The former special counsel, 74, appeared extremely confused at times as he faced questions from Democrats and Republicans on Wednesday, often asking members to repeat their questions and failing to recognize names.
In speaking about one of the integral parts of the Russia investigation, Mueller contradicted himself on definitions of “conspiracy,” which his team did look for in their investigative examination of the Trump campaign, and “collusion,” which they did not due to its lack of a legal definition.
Rep. Doug Collins, the top Republican on the House Judiciary Committee sought to “put to bed” the confusion the public has about the two terms, which are often used interchangeably.
Collins asked Mueller if in a colloquial context the two terms are synonymous. Mueller said they were not, but the Georgia congressman informed him that Mueller’s report said they were interchangeable.
He read from the report. “On Page 180, volume 1 of your report it says ‘as defined in legal dictionaries collusion is largely synonymous with conspiracy statute as that is set forth in USC 371.’ Now you said you chose your words carefully. Are you contradicting your report right now?” he said.

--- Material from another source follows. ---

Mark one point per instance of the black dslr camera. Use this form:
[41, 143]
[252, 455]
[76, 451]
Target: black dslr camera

“Not when I read it,” Mueller said.
Collins challenged Mueller, who said to look at the language. “I’m reading your report, sir, it’s a yes or no answer. Page 180, Volume 1. This is from your report,” the congressman said.
“Correct. I leave it with the report,” Mueller replied, appearing to concede to the congressman.
Mueller declined to answer questions on why any direct mention of Fusion GPS was omitted from his 448-page report on the Russia investigation.
“I’m not familiar with that,” Mueller said when asked about the indirect mention of the opposition research firm in his report.
Mueller’s report said a New York Times story quoted a spokesman for President Trump’s legal team suggesting that the Trump Tower meeting “might have been setup by individuals working with the firm that produced the Steele reporting,” but does not mention the opposition research firm or its founder Glenn Simpson.
The Democratic National Committee and Hillary Clinton’s campaign hired Fusion GPS and British ex-spy Christopher Steele during the presidential election. Steele compiled an unverified dossier on Trump’s alleged ties to Russia.
Rep. Steve Chabot, a Republican from Ohio, pressed Mueller on why Fusion GPS or Simpson were left out of his report on Russian interference in the 2016 presidential election and whether Trump obstructed justice.
Mueller said multiple times the answers to Chabot’s questions were “outside of my purview” and any matter relating to Fusion GPS or Simpson were “being handled by others at the Department of Justice.”
In one exchange, Mueller failed to recall the source of a quote that appears in his report when Trump found out that Mueller had been appointed special counsel in May 2017. “This is the end of my presidency, I’m f—ed,” Trump said.
Rep. Steve Cohen, a Democrat from Tennessee, asked Mueller if Jeff Sessions, Trump’s first attorney general who recused himself from the Russia investigation, told him about that chat.
“I’m not certain of the person who originally copied that quote,” Mueller said. A footnote in the report shows the quote was attributed to notes from Jody Hunt, who was Sessions’ chief of staff.
Under questioning from Rep. David Cicilline, a Democrat from Rhode Island, Mueller had to be reminded who Corey Lewandowski is. Lewandowski, Trump’s one-time presidential campaign manager, was mentioned 129 times in Mueller’s report.